Lane-Following with Simple ICRL

A real-world implementation of simple constraint inference for autonomous driving

Simple Constraint Inference for Lane-Following

Reinforcement learning often struggles with complex tasks like autonomous driving, in part due to the difficulty of designing reward functions which properly balance objectives and constraints. A common solution is imitation learning, where the agent is trained in a supervised manner to simply mimic expert behavior. However, imitation learning can be brittle and is prone to compounding errors. A potentially more robust solution lies in IRL, which combines offline expert trajectories with real-world rollouts to learn a reward function. Traditional IRL methods, however, are challenging to train due to their reliance on bi-level adversarial objectives. Does an intermediate solution exist?

Schematic overview of inverse RL for lane-following constraints

In fact, in many real-world scenarios, there may exist some simple to define primary goal. For example, in autonomous driving, we can define this goal as driving speed or time-to-destination. This goal alone, however, does not explain the expert behavior, which must additionally obey the rules or “constraints” of the road.
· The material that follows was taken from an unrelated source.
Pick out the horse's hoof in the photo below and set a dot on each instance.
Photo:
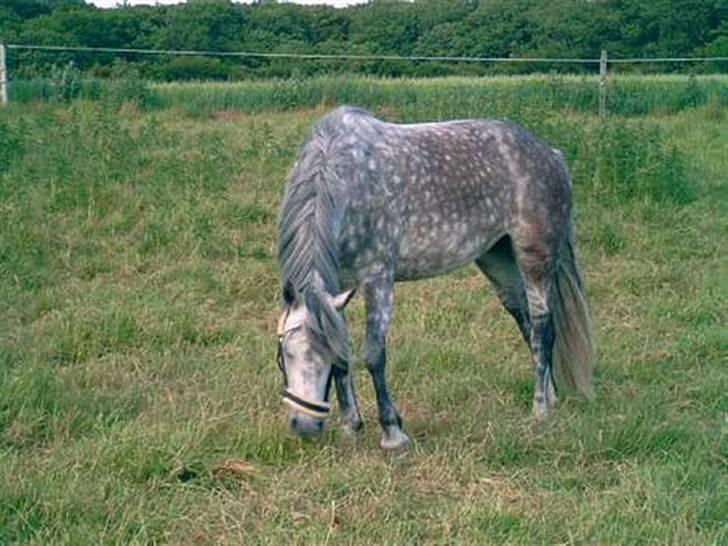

In this setting, we can consider the potentially easier inverse task of inferring constraints under a known reward function. Precisely, this is the domain of inverse constrained reinforcement learning (ICRL). In their seminal paper on inverse constraint learning, Malik et al , propose an algorithm for inferring constraints from expert data which involves solving a constrained MDP in the inner loop of a maximum-entropy IRL algorithm. This introduces a tri-level optimization, however, which may in fact be more complex to solve than the original IRL problem. In our NeurIPS 2024 paper , we propose a simple reduction of the ICRL problem to an IRL problem, which is equivalent under a broad class of constraint functions, and propose some simple-to-implement practical modifications for the constraint inference case. We show that this can perform as well or better than ICRL methods that explicitly solve a constrained MDP on simulated MuJoCo environments . But does it work in the real world?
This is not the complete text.